Instead, officials say straight-line winds at an unknown speed are what toppled the carport and uprooted trees at the family’s home just north of the Bluegrass Parkway.
“I spoke with the National Weather Service and there were no confirmed tornadoes,” said Bart Powell, the county’s director of public safety.
The Cunninghams’ son, James, said the strong winds blew in around 5 a.m., lifting a wood-framed carport that was anchored into the ground and attached to the house off the ground and onto his parents’ car and pickup truck.
Surveying the damage that afternoon, Cunningham said the winds also toppled a number of trees in the back yard, blew a refrigerator from the back yard to the front, and scared the family dog.
“It blew a trash can right up onto the roof,” he said. “From there it landed in a tree.”
The family’s dog was in its house inside a kennel, he said. The doghouse was flattened, but the dog managed to escape before being let inside.
“He’s OK, but he was scared,” Cunningham said.
Both vehicles sustained considerable damage, as did the carport and the side of the house.
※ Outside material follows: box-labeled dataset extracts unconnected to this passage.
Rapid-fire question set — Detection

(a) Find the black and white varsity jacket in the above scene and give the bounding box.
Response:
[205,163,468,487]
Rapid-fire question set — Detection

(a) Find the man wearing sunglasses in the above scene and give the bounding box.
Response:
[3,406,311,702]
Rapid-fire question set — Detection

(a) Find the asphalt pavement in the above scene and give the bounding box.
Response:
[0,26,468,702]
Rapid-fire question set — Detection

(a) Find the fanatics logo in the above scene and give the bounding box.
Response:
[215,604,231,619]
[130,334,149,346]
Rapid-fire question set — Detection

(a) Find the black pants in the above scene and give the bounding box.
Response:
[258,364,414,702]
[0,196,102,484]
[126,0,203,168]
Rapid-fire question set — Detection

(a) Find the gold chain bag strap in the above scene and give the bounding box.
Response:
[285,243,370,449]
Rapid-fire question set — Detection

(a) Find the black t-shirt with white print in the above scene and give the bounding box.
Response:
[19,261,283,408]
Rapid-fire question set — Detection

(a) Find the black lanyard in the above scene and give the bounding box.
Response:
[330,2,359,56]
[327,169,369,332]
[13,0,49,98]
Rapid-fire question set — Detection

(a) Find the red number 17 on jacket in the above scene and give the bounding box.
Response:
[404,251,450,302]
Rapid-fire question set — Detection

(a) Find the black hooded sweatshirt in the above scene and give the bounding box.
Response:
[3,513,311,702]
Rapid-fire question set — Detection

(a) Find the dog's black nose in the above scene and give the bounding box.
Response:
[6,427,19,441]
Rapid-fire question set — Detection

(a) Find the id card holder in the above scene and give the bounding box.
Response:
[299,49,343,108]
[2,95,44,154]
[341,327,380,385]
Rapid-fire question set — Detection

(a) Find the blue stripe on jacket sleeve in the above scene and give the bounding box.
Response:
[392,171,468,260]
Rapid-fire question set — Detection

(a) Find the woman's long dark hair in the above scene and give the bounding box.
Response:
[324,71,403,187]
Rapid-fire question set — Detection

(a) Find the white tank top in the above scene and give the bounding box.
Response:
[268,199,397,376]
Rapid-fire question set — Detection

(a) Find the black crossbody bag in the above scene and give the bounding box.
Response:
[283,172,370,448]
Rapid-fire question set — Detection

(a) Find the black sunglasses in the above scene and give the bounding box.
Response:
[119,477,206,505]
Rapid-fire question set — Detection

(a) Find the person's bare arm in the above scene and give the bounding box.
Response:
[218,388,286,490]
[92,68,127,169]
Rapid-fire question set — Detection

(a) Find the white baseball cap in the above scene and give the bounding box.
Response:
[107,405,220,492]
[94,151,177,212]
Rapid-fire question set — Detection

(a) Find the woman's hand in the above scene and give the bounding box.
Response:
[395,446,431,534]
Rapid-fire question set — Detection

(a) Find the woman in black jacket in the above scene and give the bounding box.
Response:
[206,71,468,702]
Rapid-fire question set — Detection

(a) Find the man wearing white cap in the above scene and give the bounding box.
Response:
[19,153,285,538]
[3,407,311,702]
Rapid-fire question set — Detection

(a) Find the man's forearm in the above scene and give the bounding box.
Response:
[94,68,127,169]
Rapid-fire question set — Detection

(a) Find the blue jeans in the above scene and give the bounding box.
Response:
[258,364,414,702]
Cunningham said an insurance adjuster had already been at the scene, and that his parents were not injured.
The wind blew so hard that branches of trees that were blown over were tossed onto US 127, and a brown sign that promotes the county’s distilleries was flattened on the opposite side of the road.
However, a small party tent erected on poles in the yard of a residence right across the highway stood undamaged, and no damages were reported at the nearby Shell or BP gas stations.
Powell, the public safety director, said the damage to the Cunninghams’ home was the only significant damages his office reported following Friday morning’s strong wind and heavy rains.
“There was a tree down in a yard on Bonds Mill Road, and a tree was down on a road in western Anderson County,” he said. “Damage was very isolated.”
Powell said the carport likely acted as an umbrella, allowing the wind to get beneath it.
“It appears to be straight-line winds because the debris was all blown in a straight line,” he said, “not like a circular rotation.”
Powell said the county actually fared better than some areas.
“Frankfort and Lexington had substantial flooding,” he said. “We did not. The crossing at Rice Road was blocked, and we had some ponding for a short time, but that was it.”